To save at-risk species, the fishing industry needs proper regulation – fast. One way the fishing industry could help hoiho is by introducing cameras on boats across the full NZ fishing fleet. This would improve adherence to the rules and would make sure we have an accurate record of every bycatch event. Another crucial part of this is banning bottom trawling on biodiverse seamounts. If you haven’t already, please sign on to our call for a ban on bottom trawling on seamounts.

The New Zealand sea lion

A New Zealand sea lion pup at Sandy Bay, Enderby Island, in the New Zealand subantarctic. © Greenpeace / Dave Hansford

Did you know that New Zealand sea lions can weigh in at more than 400 kilograms?
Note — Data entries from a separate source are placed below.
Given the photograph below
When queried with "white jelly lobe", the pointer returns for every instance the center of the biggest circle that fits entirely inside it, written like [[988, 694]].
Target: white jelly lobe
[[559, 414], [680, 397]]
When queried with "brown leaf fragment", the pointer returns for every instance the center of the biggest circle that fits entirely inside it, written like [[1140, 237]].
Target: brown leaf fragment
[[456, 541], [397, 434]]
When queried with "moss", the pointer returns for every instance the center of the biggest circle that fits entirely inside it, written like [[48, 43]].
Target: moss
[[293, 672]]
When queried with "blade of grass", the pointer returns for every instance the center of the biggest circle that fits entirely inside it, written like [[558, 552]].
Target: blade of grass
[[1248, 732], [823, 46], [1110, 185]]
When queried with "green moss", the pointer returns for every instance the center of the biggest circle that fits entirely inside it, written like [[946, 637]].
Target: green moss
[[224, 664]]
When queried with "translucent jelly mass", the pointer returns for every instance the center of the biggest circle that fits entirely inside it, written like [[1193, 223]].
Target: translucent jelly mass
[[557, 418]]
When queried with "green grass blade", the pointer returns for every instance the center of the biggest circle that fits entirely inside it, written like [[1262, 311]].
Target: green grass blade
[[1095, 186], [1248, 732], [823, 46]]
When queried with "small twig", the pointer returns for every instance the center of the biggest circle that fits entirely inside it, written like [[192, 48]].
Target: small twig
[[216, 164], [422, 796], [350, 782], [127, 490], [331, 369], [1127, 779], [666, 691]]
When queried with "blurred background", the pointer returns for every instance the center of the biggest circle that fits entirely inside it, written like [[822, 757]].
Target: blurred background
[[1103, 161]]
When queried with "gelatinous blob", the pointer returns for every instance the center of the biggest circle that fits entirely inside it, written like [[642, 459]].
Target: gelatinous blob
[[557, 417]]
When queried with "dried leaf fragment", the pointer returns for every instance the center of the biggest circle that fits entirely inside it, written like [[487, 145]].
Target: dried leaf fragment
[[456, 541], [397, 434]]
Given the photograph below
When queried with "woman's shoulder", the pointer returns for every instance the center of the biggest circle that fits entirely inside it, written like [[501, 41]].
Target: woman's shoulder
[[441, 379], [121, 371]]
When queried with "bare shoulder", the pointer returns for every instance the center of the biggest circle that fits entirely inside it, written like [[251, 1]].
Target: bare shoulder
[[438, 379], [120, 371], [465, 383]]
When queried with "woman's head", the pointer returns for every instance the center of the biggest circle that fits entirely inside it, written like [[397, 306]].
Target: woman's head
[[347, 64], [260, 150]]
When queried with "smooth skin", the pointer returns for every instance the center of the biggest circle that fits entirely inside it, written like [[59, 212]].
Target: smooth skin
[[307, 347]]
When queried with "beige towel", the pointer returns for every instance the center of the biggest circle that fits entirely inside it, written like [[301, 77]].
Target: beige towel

And yet these larger-than-life, roly-poly animals are the rarest species of sea lion in the world, with only around 12,000 left. 

One of the main threats to the survival of these blubbery creatures is – you guessed it – the fishing industry. It’s the same old story – these precious sea lions can get caught in nets and drowned, and they struggle to compete with large fishing boats for food. 

But all hope is not lost. There are ways you can help animals like the New Zealand sea lion. 

How you can help

Marine mammals everywhere need safe havens where they can recover and start to thrive, away from human activity.

One of the ways of making this happen is through a Global Ocean Treaty and a network of ocean sanctuaries spanning a third of the world’s oceans. This is one of the most ambitious conservation efforts ever – and it’s long overdue. 

If you haven’t already, please add your name to the millions of people around the world demanding urgent ocean protection. If you have already signed on, please share it with your friends and family. 

Destructive fishing, deep sea mining, plastic pollution and the impacts of the climate crisis are putting our oceans – and the wonderful creatures that call them home – in grave danger. The clock is ticking. But the good news is when people like you raise your voice and take action, truly epic things are made possible. Together, we can protect our native species and our incredible, life-giving oceans.